Hak Angket KPK
Fahri Hamzah Bosan Tanggapi 'Cheerleaders' KPK
Fahri melihat komunitas-komunitas tersebut bertugas menyerang orang yang berhadapan dengan KPK.
Penulis:
Ferdinand Waskita
Editor:
Johnson Simanjuntak
TRIBUNNEWS.COM, JAKARTA - Koalisi tolak hak angket KPK melaporkan Wakil Ketua DPR Fahri Hamzah ke Mahkamah Kehormatan Dewan (MKD) DPR.
Menanggapi hal tersebut, Fahri mempersilahkan pelaporan ke MKD.
"Silahkan saja, tapi bosan juga ditanggapi makanya KPK itu punya Cheerleaders yang dibiayai oleh KPK dulu," kata Fahri di Gedung DPR, Jakarta, Selasa (13/6/2017).
Fahri mengaku pernah memimpin rapat yang membatalkan anggaran pembiayaan sejumlah LSM.
Menurut Fahri, LSM tersebut harusnya mengkritik KPK. Sebab, hanya melakukan operasi tangkap tangan (OTT) sebesar Rp10juta dengan mengirim banyak petugas ke Bengkulu.
"Harusnya ini yang dikritisi. Jangan asik lihat orang ditangkap. Jadi seperti senang melihat orang yang menderita," kata Fahri.
Fahri melihat komunitas-komunitas tersebut bertugas menyerang orang yang berhadapan dengan KPK.
Fahri mengaku memiliki dokumentasi mengenai hal itu.
Ia pun melihat KPK seperti sebuah partai politik yang memiliki organisasi sayap.
"ICW ngaku dapat proyek dari KPK, ngaku saja jadi jangan jadi under bow dan bertindak tidak profesional," kata Fahri.
Sebelumnya, Koalisi Tolak Hak Angket untuk KPK (Kotak) mendatangi Mahkamah Kehormatan Dewan (MKD) DPR.
Kedatangan mereka untuk melaporkan Pimpinan DPR Fahri Hamzah dan Fadli Zon serta 23 anggota Panitia Khusus Angket Komisi Pemberantasan Korupsi (KPK) yang diduga melanggar kode etik.
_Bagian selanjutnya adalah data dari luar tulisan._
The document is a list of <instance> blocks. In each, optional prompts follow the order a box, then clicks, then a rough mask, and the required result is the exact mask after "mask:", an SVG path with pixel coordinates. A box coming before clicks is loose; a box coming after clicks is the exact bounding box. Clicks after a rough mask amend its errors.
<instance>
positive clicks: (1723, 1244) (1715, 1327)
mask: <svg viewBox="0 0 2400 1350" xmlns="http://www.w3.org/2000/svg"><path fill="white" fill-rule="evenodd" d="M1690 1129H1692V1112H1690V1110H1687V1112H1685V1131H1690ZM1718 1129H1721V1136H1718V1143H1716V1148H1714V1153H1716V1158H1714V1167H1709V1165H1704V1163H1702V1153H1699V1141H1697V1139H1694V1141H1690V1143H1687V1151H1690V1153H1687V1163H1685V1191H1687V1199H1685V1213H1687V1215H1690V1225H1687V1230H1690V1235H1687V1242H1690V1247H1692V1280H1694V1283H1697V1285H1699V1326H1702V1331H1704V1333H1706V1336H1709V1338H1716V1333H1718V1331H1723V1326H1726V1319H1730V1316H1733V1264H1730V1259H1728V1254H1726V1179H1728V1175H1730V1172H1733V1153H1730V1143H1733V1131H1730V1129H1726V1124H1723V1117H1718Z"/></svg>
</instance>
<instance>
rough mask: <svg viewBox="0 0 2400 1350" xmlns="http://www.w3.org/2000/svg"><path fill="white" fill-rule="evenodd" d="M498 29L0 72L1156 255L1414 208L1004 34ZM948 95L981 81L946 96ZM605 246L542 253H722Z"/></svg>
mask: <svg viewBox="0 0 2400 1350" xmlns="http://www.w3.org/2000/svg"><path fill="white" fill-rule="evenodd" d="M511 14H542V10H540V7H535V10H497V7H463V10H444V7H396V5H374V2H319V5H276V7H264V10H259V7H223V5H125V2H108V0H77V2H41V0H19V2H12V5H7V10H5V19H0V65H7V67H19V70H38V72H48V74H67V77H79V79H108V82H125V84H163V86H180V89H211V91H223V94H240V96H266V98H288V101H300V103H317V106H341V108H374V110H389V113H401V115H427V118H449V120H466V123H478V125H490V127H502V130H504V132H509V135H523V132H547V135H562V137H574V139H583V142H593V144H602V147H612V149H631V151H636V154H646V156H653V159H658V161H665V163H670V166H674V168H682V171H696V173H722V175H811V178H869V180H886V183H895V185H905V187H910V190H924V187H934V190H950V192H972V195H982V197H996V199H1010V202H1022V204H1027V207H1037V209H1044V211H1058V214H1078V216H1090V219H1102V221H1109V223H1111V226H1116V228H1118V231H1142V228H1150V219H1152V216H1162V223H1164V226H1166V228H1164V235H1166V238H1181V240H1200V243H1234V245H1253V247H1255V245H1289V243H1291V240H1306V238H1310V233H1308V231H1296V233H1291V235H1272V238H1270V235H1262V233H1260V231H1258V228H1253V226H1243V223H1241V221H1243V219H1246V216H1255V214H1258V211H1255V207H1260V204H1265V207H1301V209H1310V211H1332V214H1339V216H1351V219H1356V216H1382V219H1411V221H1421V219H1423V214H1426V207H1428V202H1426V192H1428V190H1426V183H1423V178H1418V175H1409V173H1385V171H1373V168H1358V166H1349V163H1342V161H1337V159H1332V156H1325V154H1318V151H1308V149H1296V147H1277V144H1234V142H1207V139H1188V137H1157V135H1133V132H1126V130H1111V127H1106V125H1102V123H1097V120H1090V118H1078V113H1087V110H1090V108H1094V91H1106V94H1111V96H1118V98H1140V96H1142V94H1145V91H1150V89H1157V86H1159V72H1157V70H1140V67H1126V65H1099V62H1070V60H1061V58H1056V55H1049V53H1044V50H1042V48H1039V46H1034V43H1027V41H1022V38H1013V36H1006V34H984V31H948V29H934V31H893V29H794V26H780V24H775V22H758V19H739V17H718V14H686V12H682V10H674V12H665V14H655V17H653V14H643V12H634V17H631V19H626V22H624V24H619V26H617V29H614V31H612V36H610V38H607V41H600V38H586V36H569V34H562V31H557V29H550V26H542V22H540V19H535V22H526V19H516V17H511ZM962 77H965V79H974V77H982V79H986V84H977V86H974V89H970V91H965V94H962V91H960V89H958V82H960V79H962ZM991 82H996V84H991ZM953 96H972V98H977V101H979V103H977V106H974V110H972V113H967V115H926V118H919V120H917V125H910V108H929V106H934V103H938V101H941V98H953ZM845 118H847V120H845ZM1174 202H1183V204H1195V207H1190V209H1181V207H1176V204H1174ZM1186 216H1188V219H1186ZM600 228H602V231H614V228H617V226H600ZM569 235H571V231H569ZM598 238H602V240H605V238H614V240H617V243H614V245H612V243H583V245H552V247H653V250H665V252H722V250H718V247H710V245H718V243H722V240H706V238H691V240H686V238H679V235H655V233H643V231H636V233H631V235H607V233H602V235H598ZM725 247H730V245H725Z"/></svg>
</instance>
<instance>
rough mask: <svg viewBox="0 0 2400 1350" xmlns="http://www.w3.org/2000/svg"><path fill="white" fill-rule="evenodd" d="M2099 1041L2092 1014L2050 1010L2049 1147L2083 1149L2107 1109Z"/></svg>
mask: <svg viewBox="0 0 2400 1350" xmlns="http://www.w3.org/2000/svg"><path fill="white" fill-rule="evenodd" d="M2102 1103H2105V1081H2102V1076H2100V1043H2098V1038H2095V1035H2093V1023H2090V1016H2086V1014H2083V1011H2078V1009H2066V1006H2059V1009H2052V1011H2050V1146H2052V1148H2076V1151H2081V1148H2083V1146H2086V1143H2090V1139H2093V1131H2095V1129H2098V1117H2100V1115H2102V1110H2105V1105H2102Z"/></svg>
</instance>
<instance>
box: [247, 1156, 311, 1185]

Para pelapor menggunakan masker saat memberikan keterangan kepada awak media.
Mereka memberikan alasan penggunaan maskert tersebut.
Aktivis ICW Tibiko Zabar mengatakan masker merupakan simbol pihaknya mencium bau tidak sedap terkait pembentukan Pansus Angket KPK.
"Makanya kami gunakan simbol masker," kata Tibiko usai melapor di ruang MKD DPR, Gedung DPR, Jakarta, Senin (12/6/2017) .
Tibiko menjelaskan Fahri Hamzah dilaporkan karena tindakannya saat rapat paripurna pada 28 April 2017 yang tidak demokratis saat memimpin pembahasan usulan hak angket.
Menurutnya, hal itu merupakan tindakan melanggar Peraturan Dewan Perwakilan Rakyat Indonesia Nomor 1 Tahun 2015 tentang Kode Etik DPR RI.
Terlapor II yakni Fadli Zon. Tibiko mengatakan Fadli Zon memimpin rapat tertutup dan memilih pimpinan Pansus Hak Angket pada 7 Juni 2017.
Ia menuturkan tindakan Fadli Zon melanggar Peraturan Dewan Perwakilan Rakyat Indonesia Nomor 1 Tahun 2015 tentang Kode Etik DPR RI.
Terlapor III yakni 23 Anggota Pansus Hak Angket KPK. Tibiko mengatakan terlapor III yang telah ikut dalam Pansus Hak Angket menghadiri dan membahas sejumlah agenda rapat.